This is why we need more than 2GB vRAM in our graphics cards
You know what? Specular and diffuse maps are perhaps the cleverest things we’ve ever seen in the gaming industry. In case you were unaware of, specular and diffuse maps are usely applied when light is being casted on various textures. Ironically, they are also those that have kept us behind this whole time, as most developers use detailed specular and diffuse maps to ‘hide’ their blurry and low-resolution textures. This can be easily noticed even in Crysis, especially when there is no light to hide the textures of those, infamous rocks. As a result of that, textures in shadow places look flat and blurry as hell.
Modder MaLDo is preparing the next version of his MaLDoHD texture pack and decided to experiment with various techniques. MaLDo is taking advantage of parallax mapping for the asphalt texture and what’s really interesting here is that MaLDo made a comparison between the original texture, the 2Kx2K version of his custom made texture, and an extreme 4Kx4K version of it. Let’s take a look at them now, shall we?
As you can see, the texture is… well, blurry. This is the original texture that was used in Crysis 2. Although the texture is ideal for graphics cars that are not equipped with huge amounts of vRam (or consoles), it does not look good even when light is casted on it. Make no mistake, this is not a random texture. It is repeated and use in lots of places and looks as bad as those rock textures in Crysis 1.
Let’s take a look at MaLDo’s custom made texture. This is a 2Kx2K texture and as we can see, it looks way better than its original version. There is also POM applied to it, which gives it a ‘bumpy’ look and feel. However, it still looks slightly blurry and an important amount of detail has been lost.
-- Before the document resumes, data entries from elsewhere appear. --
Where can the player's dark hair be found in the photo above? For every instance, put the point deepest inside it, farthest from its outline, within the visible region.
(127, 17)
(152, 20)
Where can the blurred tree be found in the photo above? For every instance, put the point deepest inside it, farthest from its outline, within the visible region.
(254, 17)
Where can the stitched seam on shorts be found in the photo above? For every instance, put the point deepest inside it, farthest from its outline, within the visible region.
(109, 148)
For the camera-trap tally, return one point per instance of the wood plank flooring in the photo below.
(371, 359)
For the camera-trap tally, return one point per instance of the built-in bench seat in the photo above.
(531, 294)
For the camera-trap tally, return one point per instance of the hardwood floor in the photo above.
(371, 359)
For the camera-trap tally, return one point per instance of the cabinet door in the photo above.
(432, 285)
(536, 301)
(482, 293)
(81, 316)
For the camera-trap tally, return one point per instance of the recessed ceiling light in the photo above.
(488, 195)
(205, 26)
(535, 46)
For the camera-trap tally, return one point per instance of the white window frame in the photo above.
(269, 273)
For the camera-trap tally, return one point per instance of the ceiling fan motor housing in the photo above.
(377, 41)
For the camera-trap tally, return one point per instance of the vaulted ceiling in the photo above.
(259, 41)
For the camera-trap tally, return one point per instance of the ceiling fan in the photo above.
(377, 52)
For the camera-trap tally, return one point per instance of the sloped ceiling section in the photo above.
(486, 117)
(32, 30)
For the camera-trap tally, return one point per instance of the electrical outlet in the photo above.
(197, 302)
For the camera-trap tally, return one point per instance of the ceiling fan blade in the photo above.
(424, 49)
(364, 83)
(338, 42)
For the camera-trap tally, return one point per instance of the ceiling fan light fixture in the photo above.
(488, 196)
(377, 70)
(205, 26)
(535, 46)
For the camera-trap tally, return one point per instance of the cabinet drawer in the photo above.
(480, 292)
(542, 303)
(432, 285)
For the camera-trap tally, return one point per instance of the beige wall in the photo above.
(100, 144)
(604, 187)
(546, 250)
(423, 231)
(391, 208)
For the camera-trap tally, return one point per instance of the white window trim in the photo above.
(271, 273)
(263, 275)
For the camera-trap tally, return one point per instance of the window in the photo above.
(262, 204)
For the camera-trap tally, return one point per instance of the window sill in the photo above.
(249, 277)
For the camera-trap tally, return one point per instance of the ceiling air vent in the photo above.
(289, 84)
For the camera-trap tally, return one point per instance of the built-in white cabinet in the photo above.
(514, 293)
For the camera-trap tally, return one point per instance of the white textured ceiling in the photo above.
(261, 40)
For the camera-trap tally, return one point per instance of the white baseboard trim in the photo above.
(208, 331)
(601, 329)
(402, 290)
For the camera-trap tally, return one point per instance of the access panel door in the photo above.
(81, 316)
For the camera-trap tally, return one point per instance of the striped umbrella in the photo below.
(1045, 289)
Let’s look now at the 4Kx4K version of the asphalt texture. Bang. Behold and enjoy the beauty of crisp textures. MaLDo decided to capture a screenshot in a shadow-y place and as you can see, the texture looks crisp even when the light is not casted on it (and when diffuse or specular maps are not kicked in). Now this is the image fidelity we want in our games. But how does this extreme 4Kx4K texture compares to the 2Kx2K version? Here is a comparison. The 2Kx2K version is on the Up, whereas the 4Kx4K version is on the Down.
It’s pretty obvious that the 4Kx4K texture looks better and crisper than its 2Kx2K version. The downside here is that the 4Kx4K texture uses 10MB, whereas the 2Kx2K version uses 2.5MB. And that’s precisely why we need more vRam. If a single texture can take up to 10MB, imagine what will happen with lots of different textures (that have the same quality as this one).
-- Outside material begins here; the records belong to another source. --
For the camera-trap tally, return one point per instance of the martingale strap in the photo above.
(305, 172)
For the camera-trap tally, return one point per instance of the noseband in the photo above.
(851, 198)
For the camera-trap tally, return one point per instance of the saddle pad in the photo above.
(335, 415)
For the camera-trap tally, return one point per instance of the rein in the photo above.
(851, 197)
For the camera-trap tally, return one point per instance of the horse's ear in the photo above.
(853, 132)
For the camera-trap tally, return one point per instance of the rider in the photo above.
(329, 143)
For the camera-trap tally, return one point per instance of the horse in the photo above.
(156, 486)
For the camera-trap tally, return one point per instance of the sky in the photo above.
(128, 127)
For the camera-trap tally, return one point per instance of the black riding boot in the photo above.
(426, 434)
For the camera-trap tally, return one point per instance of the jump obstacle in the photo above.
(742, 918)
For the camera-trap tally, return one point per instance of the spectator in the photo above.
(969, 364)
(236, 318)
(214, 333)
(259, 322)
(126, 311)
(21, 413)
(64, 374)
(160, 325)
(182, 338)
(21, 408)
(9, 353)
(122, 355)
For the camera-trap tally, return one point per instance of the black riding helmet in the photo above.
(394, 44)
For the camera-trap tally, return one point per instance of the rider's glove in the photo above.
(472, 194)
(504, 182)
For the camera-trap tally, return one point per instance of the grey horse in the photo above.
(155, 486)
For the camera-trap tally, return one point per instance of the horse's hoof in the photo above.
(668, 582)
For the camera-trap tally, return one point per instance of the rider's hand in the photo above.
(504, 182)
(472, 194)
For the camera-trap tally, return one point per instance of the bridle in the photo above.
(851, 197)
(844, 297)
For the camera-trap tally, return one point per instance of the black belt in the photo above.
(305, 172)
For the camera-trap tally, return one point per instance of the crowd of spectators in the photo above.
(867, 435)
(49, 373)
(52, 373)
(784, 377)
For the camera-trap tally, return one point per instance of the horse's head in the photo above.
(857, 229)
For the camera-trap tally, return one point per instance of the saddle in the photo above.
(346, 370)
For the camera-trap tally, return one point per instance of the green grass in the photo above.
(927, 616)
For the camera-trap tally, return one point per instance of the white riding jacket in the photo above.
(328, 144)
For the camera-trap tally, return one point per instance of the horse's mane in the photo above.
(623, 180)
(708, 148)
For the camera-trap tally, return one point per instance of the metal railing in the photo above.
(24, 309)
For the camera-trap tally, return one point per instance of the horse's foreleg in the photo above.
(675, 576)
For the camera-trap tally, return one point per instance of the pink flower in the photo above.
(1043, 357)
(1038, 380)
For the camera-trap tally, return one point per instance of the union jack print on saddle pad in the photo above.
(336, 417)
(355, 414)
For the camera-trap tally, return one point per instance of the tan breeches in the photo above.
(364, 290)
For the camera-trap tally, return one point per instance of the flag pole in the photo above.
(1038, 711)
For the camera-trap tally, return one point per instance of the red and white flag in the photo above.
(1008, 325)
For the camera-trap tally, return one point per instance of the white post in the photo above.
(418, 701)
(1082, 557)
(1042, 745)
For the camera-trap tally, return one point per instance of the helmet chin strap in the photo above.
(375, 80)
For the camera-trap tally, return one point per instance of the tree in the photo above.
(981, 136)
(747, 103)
Most developers these days, use small textures in repeated patterns to ‘dress’ the surfaces of their games. In order to understand what we mean, imagine a surface of 1Kx1K. Obviously, some would thing that a 2Kx2K version would fit perfectly in that surface (and would offer a good IQ). In fact, that’s what iD’s MegaTexture was going for, but there are other limitations to the MegaTexture technology. Most modern engines, however, do not work this way. What most developers do is use three, four or even more textures (of a relatively lower resolution). Those textures have also been compressed in order to further lower their actual size. This is the best way to avoid the vRam limitation, while at the same time maintain a good looking game. Environemnts may look repetitive after a while though, especially if developers decide to re-use their assets.
All in all, it’s about time we got higher quality textures. Lets just hope that the next-generation of consoles will come with more RAM and developers won’t be limited by such things!